— Мы должны ехать на юг от этого города и далеко на северо-запад от твоего дома, в местность, где много холмов, гор и полей. Никаких лесов, никаких деревьев. — Так Баглос описывал путь до Триглеви. — За эти годы название деревушки изменилось, теперь это Йеннета. Она очень маленькая, ее нет на картах, но рядом имеются развалины; по описанию этих развалин, найденному в библиотеке профессора, я и узнал деревню. В данный момент я не могу сказать больше.
Мы пустились в путь меньше чем через час. В пивной у западных ворот я оставила записку, где сообщала Якопо, что мы нашли зацепку и отправились по следу. Я так же советовала ему держаться подальше от Грэми Роуэна, который обвинил его в предательстве. Он был мой друг. Я не могла бросить Яко на произвол судьбы.
Около полудня я отправилась в деревню прикупить еды и наполнить водой фляги, Баглос с Д'Нателем остались ждать под деревом. Когда я вернулась, дорога была пуста, но из зарослей ежевики послышалось сливающееся со стрекотом кузнечиков шипение, в кустах сидел Баглос.
— За нами гнались, — зашептал бестолковый дульсе, словно тот, кто захотел бы, не увидел, как я отвожу в сторону колючие ветки, чтобы поговорить с ним. — Д'Натель ощутил заклятие. Он повел их на юг, в противоположную сторону, к твоей деревне. Мы поедем дальше и встретимся с ним ночью на западном берегу реки в Фенсбридже.
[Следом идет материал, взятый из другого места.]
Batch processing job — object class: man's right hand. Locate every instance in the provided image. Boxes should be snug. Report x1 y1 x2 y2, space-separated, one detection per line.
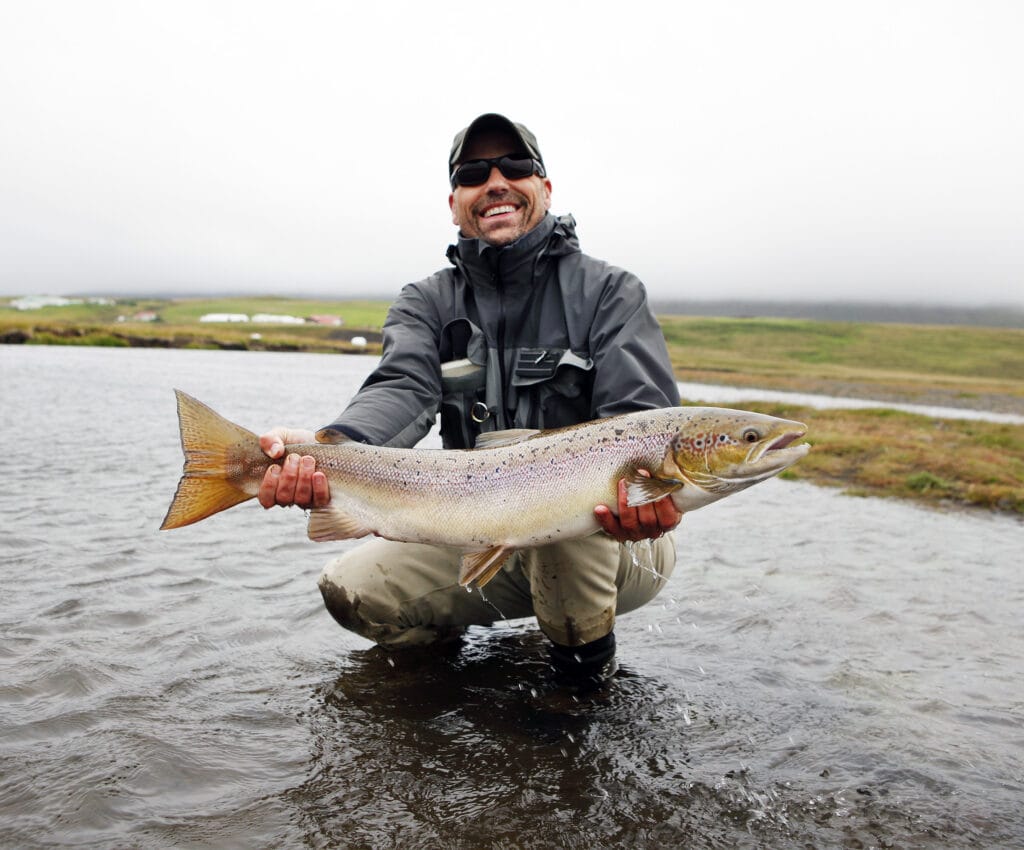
257 427 331 508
Мы с Баглосом пустили коней в галоп, направляясь по пыльной дороге на запад, и ближе к вечеру проехали под узкой аркой ворот Фенсбриджа. Закатное солнце превратило грязную, заросшую водорослями речушку Дан в поток расплавленного золота. Вверх по реке мы нашли полянку, с которой открывался вид на мост и западную дорогу и на лесную дорожку, идущую вдоль западного берега, — путь, по которому мы сами приехали из Данфарри месяц назад. Ожидая Д'Нателя, мы развели небольшой костер.
Я сидела, опустив подбородок на руки, наблюдая за последними путниками, в поисках ночлега сворачивающими с западной дороги на ведущий в город мост. Без меня и дульсе, замедляющих его продвижение, принц мог оторваться от любой обычной погони. От необычной, как мне казалось, тоже.
Баглос вынул из сумки дневник Автора и уселся рядом со мной. Он сказал, что хочет изучить записи внимательнее, надеясь найти что-нибудь, упущенное раньше. Он несколько раз пролистал книгу своими маленькими ручками.
— Скажи мне, женщина, что случилось с Изгнанниками? Ты так мало рассказала о них. Только то, что их преследовали и уничтожали. Может быть, если бы я знал больше, я смог бы лучше понять эти записи. Не расскажешь ли мне о своем муже? — Его миндалевидные глаза блестели в догорающем свете. Он был готов изучать жизнь Кейрона, как изучал карты в кабинете Ферранта.
Нет причин отказывать дульсе в просьбе рассказать историю Кейрона, поделиться воспоминаниями о прошлом, которое ожило перед моим внутренним взором с тех пор, как Д'Натель вторгся в мою жизнь. Я подняла длинную палку и помешала угли в костре, с трудом открывая скрипучую дверь воспоминаний и оглядываясь назад. Но в животе поселилась тупая боль, быстро поднявшаяся к сердцу. Даже мое недавно обретенное понимание-допущение, что можно пожертвовать личным во имя высокой цели, не могло облегчить ее. Костер взметнулся, выплюнув искры в ночной воздух. Ощутив приступ дурноты, я отбросила палку и повернулась спиной к огню.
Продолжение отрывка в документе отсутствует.